25

Is there a fast way to do serialization of a DataFrame?

I have a grid system which can run pandas analysis in parallel. In the end, I want to collect all the results (as a DataFrame) from each grid job and aggregate them into a giant DataFrame.

How can I save data frame in a binary format that can be loaded rapidly?

Andy Hayden
  • 328,850
  • 93
  • 598
  • 514
James Bond
  • 6,857
  • 16
  • 49
  • 61
  • See related question http://stackoverflow.com/questions/12772498/serialize-pandas-python-dataframe-to-binary-format – Mihai8 Jun 06 '13 at 20:44
  • Nice [blog post](http://matthewrocklin.com/blog/work/2015/03/16/Fast-Serialization) with timings/discussions of the different I/O options – lunguini Feb 25 '19 at 20:36

3 Answers3

26

The easiest way is just to use to_pickle (as a pickle), see pickling from the docs api page:

df.to_pickle(file_name)

Another option is to use HDF5 (built on PyTables). It is slightly more work to get started but much richer for querying.

Felix D.
  • 346
  • 6
  • 17
Andy Hayden
  • 328,850
  • 93
  • 598
  • 514
5

DataFrame.to_msgpack is experimental and not without some issues e.g. with Unicode, but it is much faster than pickling.

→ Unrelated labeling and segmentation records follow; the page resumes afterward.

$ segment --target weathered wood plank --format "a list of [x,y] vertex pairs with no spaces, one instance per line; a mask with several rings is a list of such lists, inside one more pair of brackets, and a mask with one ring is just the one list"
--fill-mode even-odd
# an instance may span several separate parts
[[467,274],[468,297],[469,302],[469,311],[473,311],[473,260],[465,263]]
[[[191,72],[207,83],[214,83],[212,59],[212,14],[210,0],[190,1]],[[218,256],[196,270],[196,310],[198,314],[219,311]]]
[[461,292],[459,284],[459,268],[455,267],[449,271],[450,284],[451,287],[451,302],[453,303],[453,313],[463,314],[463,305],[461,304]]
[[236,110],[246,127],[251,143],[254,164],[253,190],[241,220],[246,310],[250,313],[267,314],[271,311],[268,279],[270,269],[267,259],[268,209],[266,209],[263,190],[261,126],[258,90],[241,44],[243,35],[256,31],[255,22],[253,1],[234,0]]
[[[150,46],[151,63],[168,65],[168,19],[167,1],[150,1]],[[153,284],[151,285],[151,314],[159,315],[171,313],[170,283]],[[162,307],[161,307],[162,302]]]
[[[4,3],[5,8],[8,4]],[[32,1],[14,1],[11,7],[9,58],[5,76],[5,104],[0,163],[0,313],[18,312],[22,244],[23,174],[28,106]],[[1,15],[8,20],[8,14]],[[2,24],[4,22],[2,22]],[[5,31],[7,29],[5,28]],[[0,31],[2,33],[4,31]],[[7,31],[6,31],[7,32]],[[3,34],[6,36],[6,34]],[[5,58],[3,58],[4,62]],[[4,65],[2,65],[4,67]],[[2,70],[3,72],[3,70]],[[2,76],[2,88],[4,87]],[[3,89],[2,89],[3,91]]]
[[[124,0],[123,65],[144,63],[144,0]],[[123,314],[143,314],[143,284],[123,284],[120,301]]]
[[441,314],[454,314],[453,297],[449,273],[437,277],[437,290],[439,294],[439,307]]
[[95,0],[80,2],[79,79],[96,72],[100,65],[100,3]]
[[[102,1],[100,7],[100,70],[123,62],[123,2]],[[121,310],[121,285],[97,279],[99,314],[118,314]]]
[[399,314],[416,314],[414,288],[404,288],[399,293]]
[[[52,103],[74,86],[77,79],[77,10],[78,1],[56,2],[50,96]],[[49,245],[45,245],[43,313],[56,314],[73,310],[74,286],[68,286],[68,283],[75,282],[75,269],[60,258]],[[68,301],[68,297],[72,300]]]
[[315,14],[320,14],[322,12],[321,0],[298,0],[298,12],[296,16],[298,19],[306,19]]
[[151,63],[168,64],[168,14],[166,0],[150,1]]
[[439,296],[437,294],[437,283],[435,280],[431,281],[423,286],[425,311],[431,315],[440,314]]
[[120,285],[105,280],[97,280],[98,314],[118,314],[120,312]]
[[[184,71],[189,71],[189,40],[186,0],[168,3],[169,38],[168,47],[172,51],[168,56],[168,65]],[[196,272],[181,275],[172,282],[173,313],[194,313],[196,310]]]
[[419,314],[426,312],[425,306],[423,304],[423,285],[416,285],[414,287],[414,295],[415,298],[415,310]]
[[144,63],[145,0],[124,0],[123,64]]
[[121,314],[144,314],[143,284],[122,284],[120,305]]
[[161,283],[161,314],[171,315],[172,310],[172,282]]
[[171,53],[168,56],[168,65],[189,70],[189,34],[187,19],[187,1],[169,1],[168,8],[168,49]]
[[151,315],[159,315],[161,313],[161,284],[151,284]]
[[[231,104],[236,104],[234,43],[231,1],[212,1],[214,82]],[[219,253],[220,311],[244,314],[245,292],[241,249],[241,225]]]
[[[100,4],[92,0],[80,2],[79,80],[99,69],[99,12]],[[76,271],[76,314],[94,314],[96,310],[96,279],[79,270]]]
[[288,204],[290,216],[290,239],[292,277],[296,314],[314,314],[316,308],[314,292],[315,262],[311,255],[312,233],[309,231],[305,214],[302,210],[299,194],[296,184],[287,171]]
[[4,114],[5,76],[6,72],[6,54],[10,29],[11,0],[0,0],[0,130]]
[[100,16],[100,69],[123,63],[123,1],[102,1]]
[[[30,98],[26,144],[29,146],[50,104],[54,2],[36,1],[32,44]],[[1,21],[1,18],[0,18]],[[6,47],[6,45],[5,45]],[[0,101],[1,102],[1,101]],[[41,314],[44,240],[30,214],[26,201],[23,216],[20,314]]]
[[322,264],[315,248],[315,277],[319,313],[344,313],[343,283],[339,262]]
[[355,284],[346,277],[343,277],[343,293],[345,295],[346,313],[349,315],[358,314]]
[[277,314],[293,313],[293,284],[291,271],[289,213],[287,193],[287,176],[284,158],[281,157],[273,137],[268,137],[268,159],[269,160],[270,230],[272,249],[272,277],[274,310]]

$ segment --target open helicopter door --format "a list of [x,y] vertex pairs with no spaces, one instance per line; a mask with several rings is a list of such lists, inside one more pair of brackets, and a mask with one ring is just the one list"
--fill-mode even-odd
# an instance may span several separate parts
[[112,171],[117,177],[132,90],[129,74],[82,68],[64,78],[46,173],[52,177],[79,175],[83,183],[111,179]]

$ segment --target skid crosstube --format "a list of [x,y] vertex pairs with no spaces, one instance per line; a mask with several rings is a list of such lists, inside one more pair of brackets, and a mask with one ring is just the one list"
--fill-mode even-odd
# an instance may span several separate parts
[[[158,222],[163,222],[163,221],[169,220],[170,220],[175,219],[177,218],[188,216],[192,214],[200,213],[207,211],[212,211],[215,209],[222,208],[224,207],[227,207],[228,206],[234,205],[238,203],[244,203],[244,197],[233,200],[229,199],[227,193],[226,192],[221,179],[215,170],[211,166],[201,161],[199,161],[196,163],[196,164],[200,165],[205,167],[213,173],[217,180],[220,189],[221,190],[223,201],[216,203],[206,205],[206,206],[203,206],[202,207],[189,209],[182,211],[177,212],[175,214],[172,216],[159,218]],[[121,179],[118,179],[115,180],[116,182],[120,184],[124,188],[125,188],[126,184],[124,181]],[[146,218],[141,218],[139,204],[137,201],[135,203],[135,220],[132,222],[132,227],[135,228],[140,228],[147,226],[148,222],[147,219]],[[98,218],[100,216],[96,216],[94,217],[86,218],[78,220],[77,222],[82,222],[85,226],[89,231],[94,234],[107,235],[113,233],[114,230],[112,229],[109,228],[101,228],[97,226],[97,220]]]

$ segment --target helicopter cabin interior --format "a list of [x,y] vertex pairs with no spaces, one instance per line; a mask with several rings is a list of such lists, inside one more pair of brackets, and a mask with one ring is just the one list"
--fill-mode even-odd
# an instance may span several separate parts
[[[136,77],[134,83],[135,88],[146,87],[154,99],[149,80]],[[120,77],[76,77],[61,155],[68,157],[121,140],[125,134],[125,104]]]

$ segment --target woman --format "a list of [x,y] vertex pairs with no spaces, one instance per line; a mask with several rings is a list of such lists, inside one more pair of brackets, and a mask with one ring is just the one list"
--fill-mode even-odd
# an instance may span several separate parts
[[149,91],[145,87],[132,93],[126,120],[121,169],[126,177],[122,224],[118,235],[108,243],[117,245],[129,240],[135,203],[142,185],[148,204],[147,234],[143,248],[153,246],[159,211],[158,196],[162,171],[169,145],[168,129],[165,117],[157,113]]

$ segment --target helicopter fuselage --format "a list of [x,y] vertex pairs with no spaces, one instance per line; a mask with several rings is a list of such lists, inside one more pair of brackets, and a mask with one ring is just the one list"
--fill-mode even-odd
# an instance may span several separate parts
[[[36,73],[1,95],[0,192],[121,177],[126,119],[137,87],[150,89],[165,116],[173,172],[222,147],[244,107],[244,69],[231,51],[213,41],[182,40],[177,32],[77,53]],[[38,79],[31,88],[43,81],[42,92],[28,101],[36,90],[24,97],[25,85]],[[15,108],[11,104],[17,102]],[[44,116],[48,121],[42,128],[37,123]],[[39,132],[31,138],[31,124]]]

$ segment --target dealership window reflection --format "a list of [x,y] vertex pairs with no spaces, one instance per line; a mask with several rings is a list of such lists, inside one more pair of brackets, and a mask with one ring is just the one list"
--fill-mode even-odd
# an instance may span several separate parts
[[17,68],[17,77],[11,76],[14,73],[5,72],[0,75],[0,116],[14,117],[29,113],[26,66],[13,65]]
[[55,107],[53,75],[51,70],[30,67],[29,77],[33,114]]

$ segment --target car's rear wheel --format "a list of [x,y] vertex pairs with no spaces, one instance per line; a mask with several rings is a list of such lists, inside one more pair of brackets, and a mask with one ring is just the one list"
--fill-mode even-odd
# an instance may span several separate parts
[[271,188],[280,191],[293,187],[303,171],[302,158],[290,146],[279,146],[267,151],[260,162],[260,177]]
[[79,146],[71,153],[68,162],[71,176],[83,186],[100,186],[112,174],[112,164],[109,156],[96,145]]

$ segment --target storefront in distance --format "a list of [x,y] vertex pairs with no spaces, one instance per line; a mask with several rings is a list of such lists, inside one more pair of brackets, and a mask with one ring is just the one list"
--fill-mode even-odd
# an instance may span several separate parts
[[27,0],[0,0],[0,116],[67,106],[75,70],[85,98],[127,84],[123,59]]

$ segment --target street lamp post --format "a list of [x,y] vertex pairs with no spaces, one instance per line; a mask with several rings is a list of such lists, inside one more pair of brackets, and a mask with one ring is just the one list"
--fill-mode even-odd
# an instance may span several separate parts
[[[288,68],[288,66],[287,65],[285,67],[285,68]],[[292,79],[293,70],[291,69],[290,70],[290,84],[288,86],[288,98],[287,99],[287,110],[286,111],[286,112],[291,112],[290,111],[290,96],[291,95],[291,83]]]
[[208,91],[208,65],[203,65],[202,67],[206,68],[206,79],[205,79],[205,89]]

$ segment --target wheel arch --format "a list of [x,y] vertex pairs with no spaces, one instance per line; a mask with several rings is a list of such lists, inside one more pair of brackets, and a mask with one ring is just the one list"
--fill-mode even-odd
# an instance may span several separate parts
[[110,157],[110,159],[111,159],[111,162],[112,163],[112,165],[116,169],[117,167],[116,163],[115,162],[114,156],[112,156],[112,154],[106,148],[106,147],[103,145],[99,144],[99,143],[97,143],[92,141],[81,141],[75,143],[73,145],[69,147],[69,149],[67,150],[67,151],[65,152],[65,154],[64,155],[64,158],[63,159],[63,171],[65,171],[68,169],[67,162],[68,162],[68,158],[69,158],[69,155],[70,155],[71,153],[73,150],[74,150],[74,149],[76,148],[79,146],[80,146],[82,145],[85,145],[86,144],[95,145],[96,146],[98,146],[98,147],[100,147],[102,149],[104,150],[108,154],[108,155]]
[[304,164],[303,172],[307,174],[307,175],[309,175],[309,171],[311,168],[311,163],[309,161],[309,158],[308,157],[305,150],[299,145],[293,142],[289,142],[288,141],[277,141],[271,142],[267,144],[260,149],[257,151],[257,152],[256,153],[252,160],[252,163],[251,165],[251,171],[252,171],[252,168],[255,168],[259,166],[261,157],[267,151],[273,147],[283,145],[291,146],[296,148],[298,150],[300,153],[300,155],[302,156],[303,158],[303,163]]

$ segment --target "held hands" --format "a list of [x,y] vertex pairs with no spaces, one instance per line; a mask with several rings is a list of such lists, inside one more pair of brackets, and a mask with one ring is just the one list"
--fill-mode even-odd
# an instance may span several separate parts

It serialized a dataframe with 5 million rows that was taking 2-3 Gb of memory in about 2 seconds, and the resulting file was about 750 Mb. Loading is somewhat slower, but still way faster than unpickling.

Felix D.
  • 346
  • 6
  • 17
Sergey Orshanskiy
  • 6,474
  • 1
  • 44
  • 48
1

Have to timed the available io functions? Binary is not automatically faster and HDF5 should be quite fast to my knowledge.

Achim
  • 14,927
  • 14
  • 75
  • 135